Lecture 18

For today you should:

1) Start your preliminary report.

Today:

1) Quiz 7 Debrief

2) A little more Bayes

For next time you should:

1) Work on your preliminary report.

2) Prepare for a quiz.

Quiz 7

1) Danger: the p-value is NOT the probability that the apparent effect is due to chance.  See below.

2) Covariance and correlation both quantify the tendency of the variables to vary together.  The difference is that correlation is standardized, so it has no units, and can be compared across pairs of variables.

Covariance  is used as an intermediate value for some analysis, but is seldom reported as a summary statistic.

3) Key pandas operations

row filtering:

male = df[df.sex == 'M']

column selection

male.pre3

male['pre3']

4) A peak in the ACF indicates periodic behavior in the time series, not necessarily a peak in the time series.

And the units of lag are important.

Bayesian interpretation of hypothesis testing

In my previous article I was surprised to find myself defending classical statistical inference, including null-hypothesis significance testing (NHST).  I wrote:

“If the p-value is small, you can conclude that the fourth possibility is unlikely, and infer that the other three possibilities are more likely.”

Where “the fourth possibility” I referred to was:

“The apparent effect might be due to chance; that is, the difference might appear in a random sample, but not in the general population.”

Several commenters chastised me; for example:

“All a p-value tells you is the probability of your data (or data more extreme) given the null is true. They say nothing about whether your data is ‘due to chance.’”

My correspondent is partly right.  The p-value is the probability of the apparent effect under the null hypothesis, which is not the same thing as the probability we should assign to the null hypothesis after seeing the data.  But they are related to each other by Bayes’s theorem, which is why I said that you can use the first to make an inference about the second.

Let me explain by showing a few examples.  I’ll start with what I think is a common scenario:  suppose you are reading a scientific paper that reports a new relationship between two variables.  There are (at least) three explanations you might consider for this apparent effect:

A:  The effect might be actual; that is, it might exist in the unobserved population as well as the observed sample.

B:  The effect might be bogus, caused by errors like sampling bias and measurement error, or by fraud.

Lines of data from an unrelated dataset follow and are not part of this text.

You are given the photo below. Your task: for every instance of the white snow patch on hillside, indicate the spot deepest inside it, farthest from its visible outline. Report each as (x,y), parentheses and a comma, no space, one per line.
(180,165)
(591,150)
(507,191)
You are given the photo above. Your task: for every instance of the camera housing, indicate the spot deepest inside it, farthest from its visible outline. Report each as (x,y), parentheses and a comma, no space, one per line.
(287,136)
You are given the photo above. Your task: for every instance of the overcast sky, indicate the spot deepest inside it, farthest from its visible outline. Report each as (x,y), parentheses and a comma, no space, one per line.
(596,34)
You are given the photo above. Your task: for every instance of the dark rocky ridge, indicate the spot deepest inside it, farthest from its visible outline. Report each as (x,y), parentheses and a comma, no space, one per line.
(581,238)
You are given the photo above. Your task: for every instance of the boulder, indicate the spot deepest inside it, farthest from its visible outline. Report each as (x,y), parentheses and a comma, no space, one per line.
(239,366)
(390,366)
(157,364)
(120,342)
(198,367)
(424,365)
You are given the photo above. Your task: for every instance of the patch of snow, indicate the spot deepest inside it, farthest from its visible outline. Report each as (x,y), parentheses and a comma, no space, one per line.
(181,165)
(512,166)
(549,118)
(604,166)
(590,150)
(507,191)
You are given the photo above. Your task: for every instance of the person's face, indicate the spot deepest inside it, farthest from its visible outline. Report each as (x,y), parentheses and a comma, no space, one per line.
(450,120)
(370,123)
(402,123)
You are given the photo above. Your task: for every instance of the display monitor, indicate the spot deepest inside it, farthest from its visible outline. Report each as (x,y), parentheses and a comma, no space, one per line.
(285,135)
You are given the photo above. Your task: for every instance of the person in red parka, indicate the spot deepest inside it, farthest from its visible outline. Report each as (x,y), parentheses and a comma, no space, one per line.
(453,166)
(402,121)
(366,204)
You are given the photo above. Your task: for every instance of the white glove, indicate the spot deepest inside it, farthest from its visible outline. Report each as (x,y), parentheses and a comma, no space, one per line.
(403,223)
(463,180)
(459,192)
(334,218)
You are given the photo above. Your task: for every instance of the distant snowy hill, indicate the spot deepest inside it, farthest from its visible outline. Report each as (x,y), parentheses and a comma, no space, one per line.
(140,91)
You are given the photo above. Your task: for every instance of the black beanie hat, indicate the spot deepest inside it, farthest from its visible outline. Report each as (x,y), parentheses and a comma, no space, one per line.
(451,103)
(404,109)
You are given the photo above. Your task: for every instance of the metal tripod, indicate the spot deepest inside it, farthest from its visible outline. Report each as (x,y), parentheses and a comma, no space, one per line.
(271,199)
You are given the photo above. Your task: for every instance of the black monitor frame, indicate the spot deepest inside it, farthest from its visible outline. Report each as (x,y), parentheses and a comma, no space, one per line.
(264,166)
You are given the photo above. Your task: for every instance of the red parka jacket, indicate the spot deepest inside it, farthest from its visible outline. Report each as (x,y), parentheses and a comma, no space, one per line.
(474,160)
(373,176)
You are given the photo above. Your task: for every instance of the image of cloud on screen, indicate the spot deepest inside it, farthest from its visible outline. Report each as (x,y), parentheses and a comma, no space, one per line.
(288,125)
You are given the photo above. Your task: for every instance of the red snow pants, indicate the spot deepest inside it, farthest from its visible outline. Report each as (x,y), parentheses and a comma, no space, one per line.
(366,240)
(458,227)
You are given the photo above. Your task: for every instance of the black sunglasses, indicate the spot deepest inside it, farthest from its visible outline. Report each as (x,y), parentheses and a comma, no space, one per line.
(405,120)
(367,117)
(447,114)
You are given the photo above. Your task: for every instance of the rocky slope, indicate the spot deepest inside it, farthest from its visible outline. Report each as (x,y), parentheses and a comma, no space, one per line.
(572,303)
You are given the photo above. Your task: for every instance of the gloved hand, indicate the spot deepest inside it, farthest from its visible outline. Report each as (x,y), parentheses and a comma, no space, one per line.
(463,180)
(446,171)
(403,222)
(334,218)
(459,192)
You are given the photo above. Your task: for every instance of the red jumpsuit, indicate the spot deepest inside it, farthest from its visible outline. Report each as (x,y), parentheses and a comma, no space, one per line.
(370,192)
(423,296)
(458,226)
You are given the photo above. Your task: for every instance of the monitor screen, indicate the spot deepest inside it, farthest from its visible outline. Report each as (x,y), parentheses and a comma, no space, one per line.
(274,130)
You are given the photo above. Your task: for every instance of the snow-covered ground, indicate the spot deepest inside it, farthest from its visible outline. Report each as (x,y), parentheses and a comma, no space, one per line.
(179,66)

C:  The effect might be due to chance, appearing randomly in the sample but not in the population.

If we think of these as competing hypotheses to explain the apparent effect, and we can use Bayes’s theorem to update our belief in each hypothesis.

Scenario #1

As a first scenario, suppose that the apparent effect is plausible, and the p-value is low.  The following table shows what the Bayesian update might look like:

Since the apparent effect is plausible, I give it a prior probability of 70%.  I assign a prior of 20% to the hypothesis that the result is to due error or fraud, and 10% to the hypothesis that it’s due to chance.  If you don’t agree with the numbers I chose, we’ll look at some alternatives soon.  Or feel free to plug in your own.

Now we compute the likelihood of the apparent effect under each hypothesis.  If the effect is real, it is quite likely to appear in the sample, so I figure the likelihood is between 50% and 100%.   And in the presence of error or fraud, I assume the apparent effect is also quite likely.

If the effect is due to chance, we can compute the likelihood directly.  The likelihood of the data under the null hypothesis is the p-value.  As an example, suppose p=0.01.

The table shows the resulting posterior probabilities.  The hypothesis that the effect is due to chance has been effectively eliminated, and the other hypotheses are marginally more likely.

Scenario #2

In the second scenario, suppose the p-value is low, again, but the apparent effect is less plausible.  In that case, I would assign a lower prior probability to Actual and a higher prior to Bogus.  I am still inclined to assign a low priority to Chance, simply because I don’t think it is the most common cause of scientific error.

The results are pretty much the same as in Scenario #1: we can be reasonably confident that the result is not due to chance.

I believe these examples cover a large majority of real-world scenarios, and in each case my claim holds up:  If the p-value is small, you can conclude that apparent effect is unlikely to be due to chance, and the other possibilities (Actual and Bogus) are more likely.

I admit that there are situations where this conclusion would not be valid.  For example, if the effect is implausible and you have good reason to think that error and fraud are unlikely, you might start with a larger prior belief in Chance.  In that case a p-value like 0.01 might not be sufficient to rule out Chance:

But even in this contrived scenario, the p-value has a substantial effect on our belief in the Chance hypothesis.  And a somewhat smaller p-value, like 0.001, would be sufficient to effectively rule out Chance.

In summary, NHST is problematic but not useless.  If you think an apparent effect might be due to chance, choosing an appropriate null hypothesis and computing a p-value is a reasonable way to check.